There has been speculation that myristicin might be converted into the psychedelic MMDA, but this has not been demonstrated in humans.

However, two nitrogen-containing metabolites of myristicin have been identified in the urine of rats and guinea pigs following oral or intraperitoneal administration. The major basic ninhydrin-positive urinary metabolite of myristicin in the rat is 3-piperidyl-1-(3′methoxy-4′,5′-methylenedioxyphenyl)-1-propanone, while the major basic ninhydrin-positive urinary metabolite of the guinea pig is 3-pyrrolidinyl-1-(3′methoxy-4′,5′-methylenedioxyphenyl)-1-propanone. Equivalent nitrogen-containing metabolites have also been identified for safrole and elemicin, including the dimethylamine, piperidine and pyrrolidine forms.

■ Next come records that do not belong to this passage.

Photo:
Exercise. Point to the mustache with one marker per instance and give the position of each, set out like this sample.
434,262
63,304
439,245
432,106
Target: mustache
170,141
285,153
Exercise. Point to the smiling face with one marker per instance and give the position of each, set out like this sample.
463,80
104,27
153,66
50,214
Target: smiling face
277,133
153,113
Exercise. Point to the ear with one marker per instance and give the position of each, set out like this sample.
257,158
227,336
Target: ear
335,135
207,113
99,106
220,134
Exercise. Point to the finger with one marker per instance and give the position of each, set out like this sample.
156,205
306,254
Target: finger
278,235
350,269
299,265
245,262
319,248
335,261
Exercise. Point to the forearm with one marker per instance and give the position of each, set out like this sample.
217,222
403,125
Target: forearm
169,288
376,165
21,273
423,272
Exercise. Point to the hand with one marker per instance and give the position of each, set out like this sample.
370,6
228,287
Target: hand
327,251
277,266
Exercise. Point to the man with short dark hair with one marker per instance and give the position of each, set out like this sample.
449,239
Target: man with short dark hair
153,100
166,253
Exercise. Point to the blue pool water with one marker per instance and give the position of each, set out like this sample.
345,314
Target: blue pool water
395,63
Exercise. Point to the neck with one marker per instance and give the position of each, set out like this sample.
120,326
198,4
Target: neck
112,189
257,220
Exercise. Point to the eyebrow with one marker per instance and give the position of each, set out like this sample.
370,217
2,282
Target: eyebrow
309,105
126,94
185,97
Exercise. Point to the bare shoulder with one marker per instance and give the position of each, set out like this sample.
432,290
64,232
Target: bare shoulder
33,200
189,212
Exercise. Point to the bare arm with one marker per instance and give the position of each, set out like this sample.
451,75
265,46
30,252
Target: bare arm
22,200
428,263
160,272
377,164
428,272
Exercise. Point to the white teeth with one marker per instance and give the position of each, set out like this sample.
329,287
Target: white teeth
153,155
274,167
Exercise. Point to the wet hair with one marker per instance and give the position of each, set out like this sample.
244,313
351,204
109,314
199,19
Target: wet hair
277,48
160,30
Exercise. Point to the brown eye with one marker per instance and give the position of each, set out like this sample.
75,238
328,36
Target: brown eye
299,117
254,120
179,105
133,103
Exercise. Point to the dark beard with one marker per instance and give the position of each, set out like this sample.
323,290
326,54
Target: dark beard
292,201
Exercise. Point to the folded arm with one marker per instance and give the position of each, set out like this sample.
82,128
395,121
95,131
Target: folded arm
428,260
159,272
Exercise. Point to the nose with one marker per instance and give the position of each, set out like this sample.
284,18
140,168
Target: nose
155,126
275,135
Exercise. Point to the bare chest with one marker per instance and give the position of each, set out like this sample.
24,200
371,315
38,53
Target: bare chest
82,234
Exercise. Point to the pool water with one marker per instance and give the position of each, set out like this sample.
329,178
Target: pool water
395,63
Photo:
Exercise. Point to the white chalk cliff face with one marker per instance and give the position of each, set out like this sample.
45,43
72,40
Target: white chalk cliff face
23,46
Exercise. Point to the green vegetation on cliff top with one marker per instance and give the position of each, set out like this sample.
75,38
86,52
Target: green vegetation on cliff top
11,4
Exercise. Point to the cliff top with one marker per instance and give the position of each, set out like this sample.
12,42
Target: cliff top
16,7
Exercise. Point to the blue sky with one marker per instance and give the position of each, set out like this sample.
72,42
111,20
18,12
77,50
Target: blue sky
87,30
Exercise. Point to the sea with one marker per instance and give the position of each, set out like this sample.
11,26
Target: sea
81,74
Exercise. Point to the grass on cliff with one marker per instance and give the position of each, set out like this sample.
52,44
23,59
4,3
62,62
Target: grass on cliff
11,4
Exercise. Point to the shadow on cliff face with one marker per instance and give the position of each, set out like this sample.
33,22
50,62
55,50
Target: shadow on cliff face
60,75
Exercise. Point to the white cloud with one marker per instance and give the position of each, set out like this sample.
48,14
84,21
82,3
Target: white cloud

Whether these aminated metabolites are involved in the reported psychoactive and hallucinogenic effects of botanical sources of these allylbenzenes like nutmeg is not known.

== Chemistry ==
===Properties===
Myristicin is insoluble in water, and soluble in ethanol, ether, and benzene.

===Chemical precursor===

Synthesis of MMDMA from myristicin.

With a chemical structure resembling amphetamines and other precursors, myristicin can also be used to synthesize psychoactive amphetamines. Under controlled conditions, myristicin isolated from nutmeg oil can be converted into MMDMA, a synthetic "designer drug" that is less potent than MDMA but produces comparable stimulant and hallucinogenic effects.

===Analogues===

Structural comparison of myristicin, amphetamine and derivatives

Non-aminated analogues of myristicin include safrole, elemicin, methyleugenol, and asarone, among others. Aminated analogues of myristicin include MMDA, MMDMA, MDA, and MDMA, among others.

==History==
Myristicin was first described in the scientific literature by 1890.